Western Oregon BLM Federal Public Forestlands:

The Special Case of the O&C Lands in the National Forest System

Almost 0.5 million acres of National Forest System lands in Western Oregon are "O&C" lands for the purposes of revenue sharing. In every other way, they are National Forest System lands. The Three Clearcuteers proposal would effectively privatize about half of them, leaving pock-marked National Forest lands.

This is a close-up of the map prepared by Oregon Wild. The light green is USDA Forest Service National Forest System land. The dark green is BLM land that would be transferred to the USFS under the Three Clearcuteers proposal. The red is BLM land that would be effectively privatized into a timber trust for the sole benefit of the O&C counties. The purple is USDA Forest Service O&C land within the National Forest System. Nearly one-half of the purple would be treated the same as the red on the map.

Congress granted the lands to the Oregon and California Railroad in 1869. It took them back in 1916. In between, various Presidents proclaimed what today are the Mount Hood, Rogue River, Siskiyou, Siuslaw, Willamette and Winema National Forests. In 1937, Congress passed the O&C Lands Act, which provided for management by an agency known as the Bureau of Land Management (after its creation in 1946).

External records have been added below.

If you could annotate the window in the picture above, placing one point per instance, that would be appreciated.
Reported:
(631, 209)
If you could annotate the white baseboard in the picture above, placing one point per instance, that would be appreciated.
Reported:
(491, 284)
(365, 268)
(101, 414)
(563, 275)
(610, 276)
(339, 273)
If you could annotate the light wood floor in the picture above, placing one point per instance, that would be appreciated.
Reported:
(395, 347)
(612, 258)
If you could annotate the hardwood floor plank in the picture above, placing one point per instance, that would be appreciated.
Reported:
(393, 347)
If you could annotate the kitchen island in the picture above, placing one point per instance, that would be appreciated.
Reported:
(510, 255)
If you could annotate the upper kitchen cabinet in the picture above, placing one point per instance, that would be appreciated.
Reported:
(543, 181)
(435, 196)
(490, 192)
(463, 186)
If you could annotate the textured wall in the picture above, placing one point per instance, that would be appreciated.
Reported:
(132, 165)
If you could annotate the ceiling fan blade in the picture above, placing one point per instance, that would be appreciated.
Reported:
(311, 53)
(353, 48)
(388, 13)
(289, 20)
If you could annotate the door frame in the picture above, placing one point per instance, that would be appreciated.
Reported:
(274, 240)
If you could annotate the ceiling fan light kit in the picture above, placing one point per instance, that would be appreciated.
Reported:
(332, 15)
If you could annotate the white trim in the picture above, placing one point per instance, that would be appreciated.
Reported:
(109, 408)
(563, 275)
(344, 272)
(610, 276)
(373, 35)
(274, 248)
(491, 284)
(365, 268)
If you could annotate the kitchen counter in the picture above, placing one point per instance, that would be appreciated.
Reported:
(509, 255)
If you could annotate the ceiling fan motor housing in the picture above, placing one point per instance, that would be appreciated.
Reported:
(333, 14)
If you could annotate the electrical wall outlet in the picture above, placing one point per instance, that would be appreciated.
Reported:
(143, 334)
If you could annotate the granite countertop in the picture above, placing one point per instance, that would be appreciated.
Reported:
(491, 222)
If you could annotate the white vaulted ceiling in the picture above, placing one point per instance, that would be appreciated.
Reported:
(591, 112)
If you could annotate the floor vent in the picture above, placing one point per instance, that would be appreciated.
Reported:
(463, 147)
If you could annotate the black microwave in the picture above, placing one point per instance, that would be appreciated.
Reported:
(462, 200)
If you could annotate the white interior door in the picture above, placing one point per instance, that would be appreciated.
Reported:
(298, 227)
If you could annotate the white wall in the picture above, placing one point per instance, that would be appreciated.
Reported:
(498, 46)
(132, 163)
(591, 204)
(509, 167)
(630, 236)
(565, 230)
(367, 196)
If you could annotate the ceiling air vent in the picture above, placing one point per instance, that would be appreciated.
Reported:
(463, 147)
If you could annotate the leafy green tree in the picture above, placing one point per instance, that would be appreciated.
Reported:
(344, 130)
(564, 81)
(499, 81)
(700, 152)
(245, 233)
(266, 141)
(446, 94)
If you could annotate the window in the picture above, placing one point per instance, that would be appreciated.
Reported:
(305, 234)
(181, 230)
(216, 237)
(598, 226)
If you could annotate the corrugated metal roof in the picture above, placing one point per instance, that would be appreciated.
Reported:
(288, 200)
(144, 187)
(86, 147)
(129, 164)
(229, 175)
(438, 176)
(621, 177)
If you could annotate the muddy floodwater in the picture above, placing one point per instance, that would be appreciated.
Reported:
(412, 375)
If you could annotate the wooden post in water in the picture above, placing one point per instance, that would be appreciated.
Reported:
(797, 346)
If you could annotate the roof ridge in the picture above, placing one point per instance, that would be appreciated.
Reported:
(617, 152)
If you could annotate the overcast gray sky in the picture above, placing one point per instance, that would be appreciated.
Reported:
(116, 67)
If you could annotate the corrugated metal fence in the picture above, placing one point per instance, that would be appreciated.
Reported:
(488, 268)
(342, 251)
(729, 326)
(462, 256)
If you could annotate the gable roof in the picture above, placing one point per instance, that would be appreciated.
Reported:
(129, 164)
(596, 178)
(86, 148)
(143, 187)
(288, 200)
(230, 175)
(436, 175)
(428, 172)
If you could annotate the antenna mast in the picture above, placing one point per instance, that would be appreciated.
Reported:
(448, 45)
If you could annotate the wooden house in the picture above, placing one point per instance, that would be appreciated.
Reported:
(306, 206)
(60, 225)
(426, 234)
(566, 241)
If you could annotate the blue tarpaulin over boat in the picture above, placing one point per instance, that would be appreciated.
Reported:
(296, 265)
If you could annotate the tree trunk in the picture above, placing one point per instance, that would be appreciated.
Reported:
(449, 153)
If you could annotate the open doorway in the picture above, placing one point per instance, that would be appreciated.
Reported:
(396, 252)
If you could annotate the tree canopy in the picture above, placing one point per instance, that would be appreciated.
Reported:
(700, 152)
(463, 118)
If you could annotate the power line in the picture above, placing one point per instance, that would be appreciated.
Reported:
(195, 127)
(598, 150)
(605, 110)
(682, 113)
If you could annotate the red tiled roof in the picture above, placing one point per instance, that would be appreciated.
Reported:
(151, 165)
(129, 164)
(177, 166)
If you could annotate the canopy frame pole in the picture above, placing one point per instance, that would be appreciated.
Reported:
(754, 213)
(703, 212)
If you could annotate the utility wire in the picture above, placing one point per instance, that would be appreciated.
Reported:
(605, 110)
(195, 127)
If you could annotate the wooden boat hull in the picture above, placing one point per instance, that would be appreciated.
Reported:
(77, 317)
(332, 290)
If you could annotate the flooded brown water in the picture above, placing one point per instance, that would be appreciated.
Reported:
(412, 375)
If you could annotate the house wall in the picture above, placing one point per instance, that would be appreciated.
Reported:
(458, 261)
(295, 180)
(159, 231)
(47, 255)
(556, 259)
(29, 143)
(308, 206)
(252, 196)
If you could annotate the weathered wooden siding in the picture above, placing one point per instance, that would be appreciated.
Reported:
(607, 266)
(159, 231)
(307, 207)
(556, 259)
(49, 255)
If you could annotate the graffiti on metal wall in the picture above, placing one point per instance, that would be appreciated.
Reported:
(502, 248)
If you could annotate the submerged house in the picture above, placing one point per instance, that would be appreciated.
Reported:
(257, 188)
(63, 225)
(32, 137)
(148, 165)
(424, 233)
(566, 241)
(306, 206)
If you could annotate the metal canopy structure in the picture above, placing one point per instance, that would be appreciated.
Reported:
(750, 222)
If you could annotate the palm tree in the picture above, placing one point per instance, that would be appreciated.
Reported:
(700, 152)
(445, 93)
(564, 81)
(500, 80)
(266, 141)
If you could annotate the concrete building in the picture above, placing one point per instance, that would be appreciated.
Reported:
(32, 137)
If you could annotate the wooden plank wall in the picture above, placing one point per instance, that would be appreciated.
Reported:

The "controverted" lands were federal public forestlands within proclaimed National Forest boundaries; but were they National Forest lands? It wasn't an issue between the Forest Service and BLM until BLM started putting up timber sales inside the National Forests. Congress resolved the issue on June 24, 1954 (68 Stat. 270; 43 U.S.C. §§ 1181(g)) by saying that they are O&C lands insofar as revenue sharing with the O&C counties goes, but they are in all other ways National Forest System lands:

Those unselected and unpatented odd-numbered sections within the indemnity limits of the Oregon and California Railroad land grant authorized by the Act of July 25, 1866 (14 Stat. 239), as amended by the Act of April 10, 1869 (16 Stat. 47), and for which payment was made by the United States to such railroad or its successors in interest under the Act of June 9, 1916 (39 Stat. 218), pursuant to the decree in the case of United States against Oregon and California R. R. Co. (8 F. (2d) 645), which were included within the boundaries of national forests by proclamations of the President of the United States issued under the dates of June 17, 1892, September 28, 1893, October 5, 1906, January 25, 1907, March 1, 1907, and March 2, 1907, are declared to be revested Oregon and California Railroad grant lands; and said lands shall continue to be administered as national-forest lands by the Secretary of Agriculture subject to all laws, rules, and regulations applicable to the national forests: Provided, That all revenues hereafter derived from said lands and those revenues heretofore derived from such lands and placed in special deposit by agreement between the Secretary of Agriculture and the Secretary of the Interior shall be disposed of in accordance with the provisions of section 1181f of this title and said lands shall not hereafter be subject to the provisions of any other laws or parts of laws which otherwise prescribe the disposal or distribution of receipts from lands of the United States, except that none of the provisions of this Act shall affect revenues distributed prior to June 24, 1954.

See the this map of the Three Clearcuteers Proposal by Oregon Wild. The purple is National Forest O&C land. Under the Three Clearcuteers (DeFazio, Walden and Schrader) proposal nearly one-half of the purple lands would be effectively privatized for the benefit of the O&C counties.